There are a few differences to your memcmp test case though. If
barrier() is a compiler barrier, this should "remove" prior knowledge
the compiler has about memory. Second, you access volatile-qualified
data, which at least requires to do the accesses byte-wise or similar.
Does the memcmp test case also fail when you acess volatiles?

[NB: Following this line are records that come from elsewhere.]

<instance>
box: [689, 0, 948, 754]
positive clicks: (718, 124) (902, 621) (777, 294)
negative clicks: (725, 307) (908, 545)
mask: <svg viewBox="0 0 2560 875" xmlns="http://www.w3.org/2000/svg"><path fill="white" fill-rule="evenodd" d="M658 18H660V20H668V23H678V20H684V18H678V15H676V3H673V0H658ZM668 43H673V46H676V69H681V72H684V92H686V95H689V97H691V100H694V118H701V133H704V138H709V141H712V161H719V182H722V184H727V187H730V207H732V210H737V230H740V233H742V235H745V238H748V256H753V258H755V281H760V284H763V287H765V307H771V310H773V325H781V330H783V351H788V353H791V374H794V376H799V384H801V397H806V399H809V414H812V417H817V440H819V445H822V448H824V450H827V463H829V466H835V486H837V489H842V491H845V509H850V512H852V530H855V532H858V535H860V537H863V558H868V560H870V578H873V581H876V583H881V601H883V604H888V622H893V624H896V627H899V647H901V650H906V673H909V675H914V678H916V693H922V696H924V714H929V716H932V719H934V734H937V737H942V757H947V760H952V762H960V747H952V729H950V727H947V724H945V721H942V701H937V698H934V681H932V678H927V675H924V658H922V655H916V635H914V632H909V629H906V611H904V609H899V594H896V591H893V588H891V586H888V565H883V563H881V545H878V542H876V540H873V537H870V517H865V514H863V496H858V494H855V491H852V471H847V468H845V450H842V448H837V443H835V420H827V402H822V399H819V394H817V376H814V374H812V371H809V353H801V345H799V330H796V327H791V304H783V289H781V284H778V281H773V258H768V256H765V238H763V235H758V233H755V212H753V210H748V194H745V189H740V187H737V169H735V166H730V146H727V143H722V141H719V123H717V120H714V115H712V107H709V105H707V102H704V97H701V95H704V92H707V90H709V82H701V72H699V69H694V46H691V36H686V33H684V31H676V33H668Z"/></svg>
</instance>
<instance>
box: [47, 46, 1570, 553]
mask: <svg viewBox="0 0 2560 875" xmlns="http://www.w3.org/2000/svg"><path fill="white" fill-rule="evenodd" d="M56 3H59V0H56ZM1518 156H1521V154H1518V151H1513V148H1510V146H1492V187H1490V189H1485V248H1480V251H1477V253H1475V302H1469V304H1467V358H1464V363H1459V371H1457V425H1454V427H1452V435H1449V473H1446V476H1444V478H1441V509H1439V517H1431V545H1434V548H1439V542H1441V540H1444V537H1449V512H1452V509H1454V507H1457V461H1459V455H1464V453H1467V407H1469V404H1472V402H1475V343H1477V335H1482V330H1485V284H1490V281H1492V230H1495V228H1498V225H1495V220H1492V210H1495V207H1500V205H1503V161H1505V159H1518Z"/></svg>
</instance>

Note that I'm not saying that this is guaranteed to work. It's still UB
if there is a data race. However, in practice, this might just continue
to work.
> For non-atomic regions, we can read/write it fine with
> READ_ONCE/WRITE_ONCE, we just lost a way to do memcmp in userland on
> non-atomic regions.
Userland programs should really try to transition to atomics and the
C11/C++11 memory model or just the __atomic builtins, if possible.